Broadcast technology and special effects, even for a weekly series, have changed enormously in the more than 50 years the show's been in production. Part of the genius of the show's narrative is that the lead character, referred to as The Doctor (The Doctor is most emphatically not Doctor Who), changes out from time to time, beginning with the first incarnation, played for three years by William Hartnell. He was followed by Patrick Troughton (three years), Jon Pertwee (four years), Tom Baker (the longest so far, at seven), and then, at two years each, Peter Davison, Colin Baker, and Sylvester McCoy. (For those who've lost track, we're up to 13 now, says the BBC.) Each time The Doctor changes — "regenerates," in the language of the series — the new actor brings a new personality to the character, and a new wardrobe that reflects that change. When the show re-launched in 2005, all of those traditions came with it.

Matt Smith was The Doctor and Karen Gillan was companion Amy Pond

By the time the 11th doctor rolled around, played by Matt Smith, the costuming process was described (by Ray Holman, the show's costume designer) as "massively collaborative," says Radio Times. Smith's Doctor was a study in contrasts, looking like a schoolboy, but with 2,000 years of life experience. The showrunner, Stephen Moffatt, described 28-year-old Smith's Doctor as "an old man trapped in a young man's body."

A tweed jacket was sort of a starting point — an older look on a younger man, and Smith's idea — he wore one to the first costume session. Smith also gets credit for suggesting his character's bow tie. (As that Doctor frequently remarked, "bow ties are cool.") "Matt put it on and that was it: we all instantly knew it was right," Holman remembered. According to Holman, his own professional secret "is dressing the actor appropriately – doing the right thing for that person. It's all about making them feel good."

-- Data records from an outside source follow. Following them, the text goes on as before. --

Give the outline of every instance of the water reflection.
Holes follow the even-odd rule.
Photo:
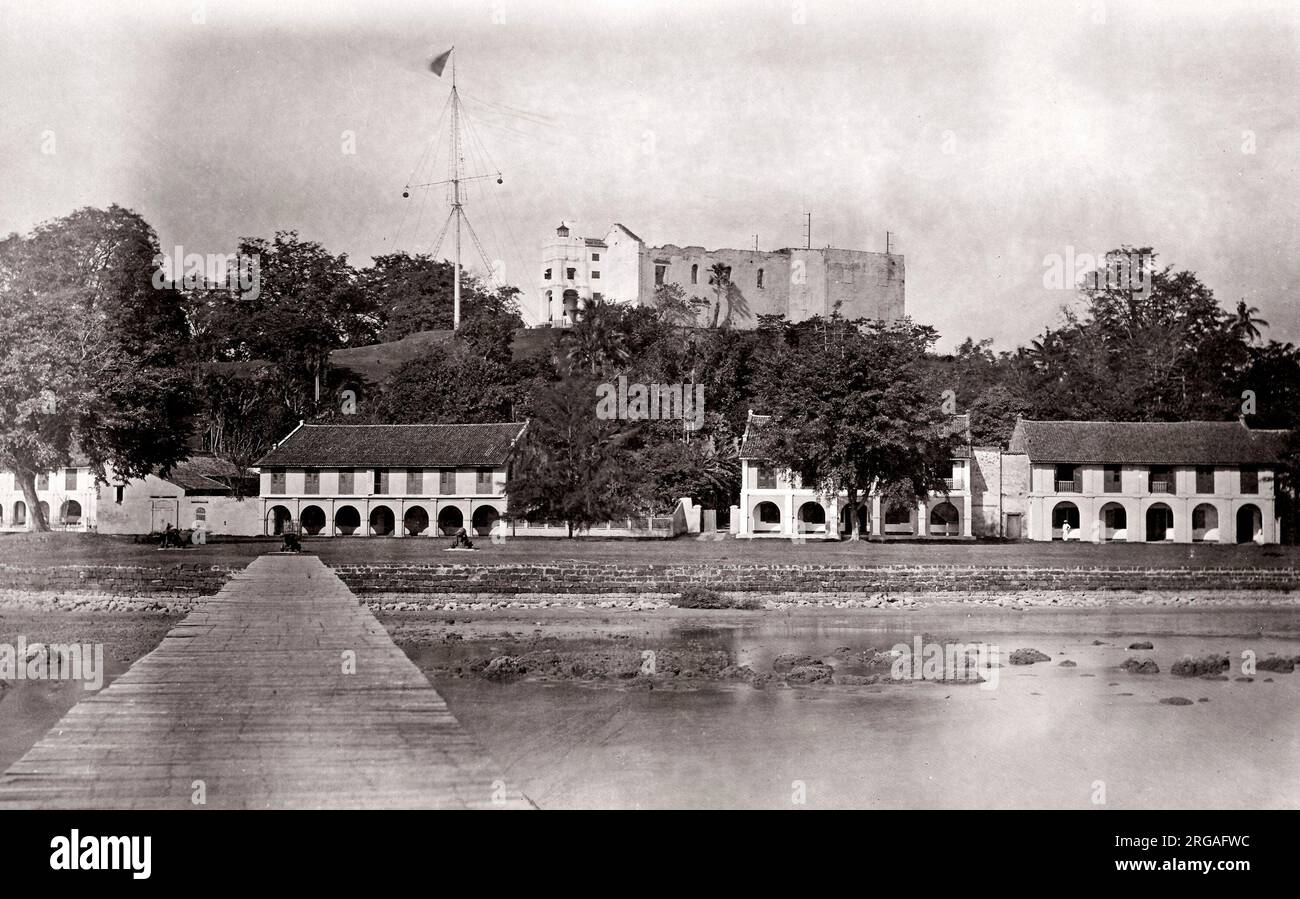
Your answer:
[[[1112,808],[1294,808],[1300,672],[1246,682],[1169,669],[1184,655],[1227,653],[1235,676],[1245,649],[1300,654],[1297,624],[1285,609],[923,610],[707,625],[649,616],[624,639],[726,649],[758,671],[783,652],[838,664],[837,650],[910,644],[921,633],[996,643],[1004,658],[1034,647],[1051,661],[1001,668],[995,690],[435,685],[544,808],[790,808],[796,782],[818,808],[1084,808],[1099,781]],[[1127,649],[1144,639],[1155,648]],[[1132,655],[1155,659],[1161,673],[1120,671]],[[1075,667],[1059,665],[1067,659]],[[1173,696],[1193,704],[1160,704]]]

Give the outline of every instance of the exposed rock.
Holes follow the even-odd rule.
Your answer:
[[[509,680],[528,673],[523,659],[514,656],[497,656],[488,662],[479,674],[488,680]]]
[[[1200,677],[1205,674],[1219,674],[1229,667],[1227,656],[1202,656],[1199,659],[1185,656],[1174,662],[1171,673],[1178,677]]]
[[[1011,653],[1008,660],[1012,665],[1032,665],[1035,662],[1050,662],[1052,657],[1039,652],[1037,649],[1017,649]]]
[[[1129,649],[1155,649],[1156,646],[1150,640],[1143,640],[1141,643],[1130,643]]]
[[[772,660],[773,671],[790,671],[794,668],[822,665],[821,659],[797,652],[783,652]]]
[[[833,682],[834,669],[829,665],[796,665],[785,676],[790,684],[829,684]]]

That's not to say there wasn't a certain amount of trial-and-error in the process. CTV Sci-Fi Channel reports Smith telling a 2017 fan convocation in Toronto, "I tried so many costumes on and at first he (The Doctor) was quite pirate-y — he was in stripes and like a long coat and he looked a bit like Johnny Depp in Pirates of the Caribbean." Fortunately for all of us, wiser heads prevailed.